Anyways, Ina May is a midwife who learned all of her midwifery simply by having no other option. Back in the day when her and others started a commune and they had no easy access to hospitals, they had to learn how to birth their babies all by themselves. Even today, “The Farm” where Ina lives and works boasts a C-section rate of 2%! Or maybe it’s even 0.2%! Wow. If we all employed the practices they did, perhaps our maternity death rate would be where it ought to be. (Think it’s just fine and there’s no problem with the system? Watch The Business of Being Born. Our maternity death rate is comparable with THIRD WORLD COUNTRIES, people)
Ahem. Wanting to avoid all that, I got a hold of this book. The first half is full of birth stories, from the fairly clinical to the flower child, and everything in between. You’ll laugh, you’ll cry, you’ll feel empowered. The second half of the book draws on that empowerment and gives you the tools and mindset you’ll need to give birth easier, with confidence in yourself, your body, and your baby. And just because it’s written by a professed hippie, don’t let that fool you. She’s as scientific as they come, perhaps more so because of her background (and need to prove herself. That Cesarean rate didn’t come about by magic, folks).

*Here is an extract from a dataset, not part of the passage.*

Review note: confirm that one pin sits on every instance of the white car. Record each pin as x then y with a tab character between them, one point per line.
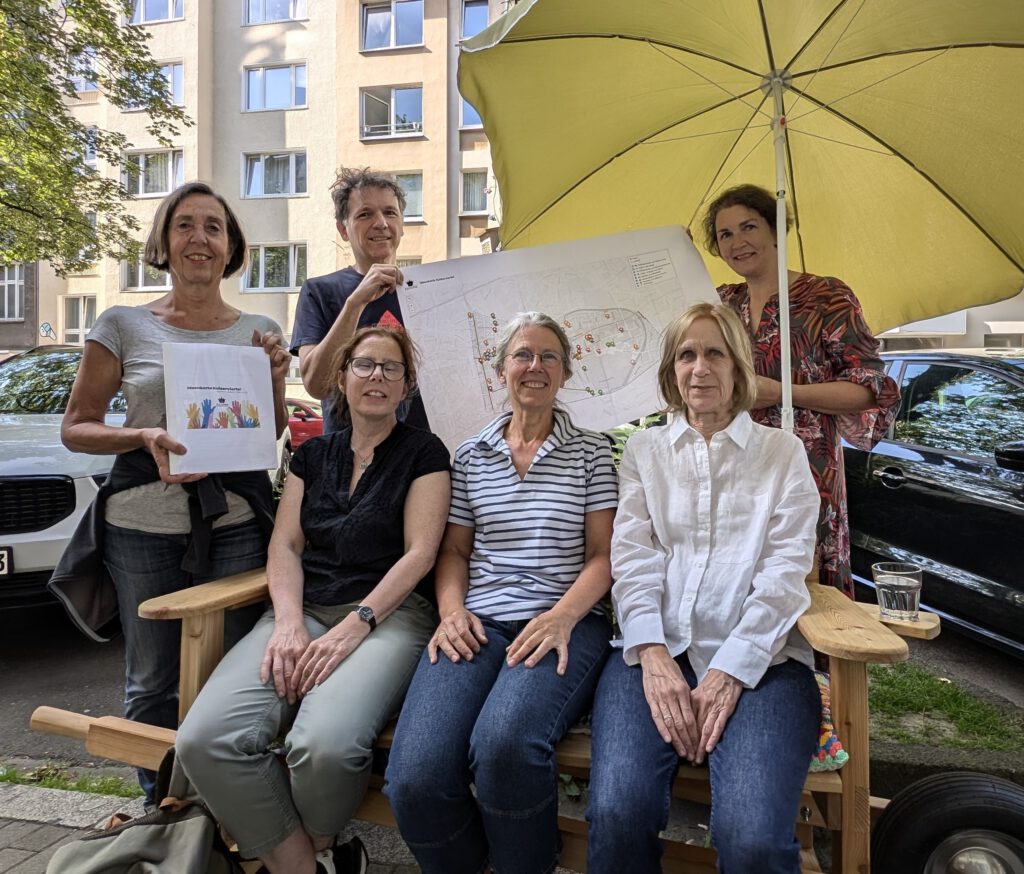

And here’s where the above book led me. I wanted to take some sort of class, this being my first pregnancy and child, but I didn’t want a class that would ultimately scare me into heavy medication and surgery. This was the answer. Recommended to me by my OB/GYN, Mike and I had to drive about an hour for several Sundays in a row to take this class, but it was totally worth it. This class teaches you methods of deep relaxation not only beneficial during labor, but for life. Your hubby will benefit from it too! I promise!
The only thing I want you to watch out for is imitators. There are some other “hypno” classes out there, but they get a bit… erm… spiritual. Stick with the Mongan Method. It will nearly guarantee a safe, PAIN FREE labor and delivery (yes, you heard me). Now no one can promise that it won’t be INTENSE – it’s bringing a child into the world. It’s going to be more intense than the making thereof *wink*. However, the method does teach you how to manage the feeling that labor brings. Look into it. It can’t hurt to try.
Now those of you that know me may think “Now wait a minute, Sheri. Didn’t YOU end up with a C-section anyways?” And my answer to you will be yes. Yes, after all this, I did end up needing a C-section. My water broke prematurely. As in, I wasn’t in labor AT ALL when my membranes ruptured, so they had to augment my labor and… well maybe I’ll share Finn’s birth story another day, hmm?
What do you think of the recommendations so far? Have any suggestions of your own?